Damascus meanwhile conducts a counter-effort. The official Syrian web site mentions the Israeli rivals when it refers in somewhat clumsy English to the crimes of "Israeli terrorism" having roots as deep as Zionism. This month the Syrians renewed their periodic dialogue with the U.S., despite opposition inside the Syrian regime to dialogue with Washington on the eve of a war in Iraq.
The Syrians have put their foreign ministry spokeswoman, Buteina Sha'aban opposite Ze'evi. She's best remembered as the translator for the late Hafez Assad when he met with U.S. presidents and secretaries of state. She used to spice her translations up with comments like "what a stupid idea, Mr. President," when detailing in Arabic the peace ideas mediators brought from Israel.

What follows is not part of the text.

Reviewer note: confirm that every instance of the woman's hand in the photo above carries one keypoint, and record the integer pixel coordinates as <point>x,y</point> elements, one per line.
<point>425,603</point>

Now she's busy rebuffing the Israeli charges. In an article she recently published in the U.S. she explains that Syria understood the dangers of Islamic terror before the U.S., but was criticized for it, apparently an attempt by the regime to "launder" the massacre in Hama and to join the coalition of the good.
This week she hosted a Washington Post correspondent and tried to convince him that the war in Iraq is unnecessary, But she avoided direct criticism of the U.S. "When the shooting starts, we'll consider our steps," she said.
Israel believes the Syrians feel the pressure and say that the real campaign is about "the day after" the war in Iraq. Israeli officials have already presented the U.S. administration with their proposals for dealing with Syria and Iran. But it's doubtful the U.S. will take time out to punish Syria, and Assad could yet find another trick to please the Americans.
It's also possible Ze'evi has another goal entirely - to prepare the groundwork for a vehement Israeli reaction in the north, in case the border heats up during a war in Iraq.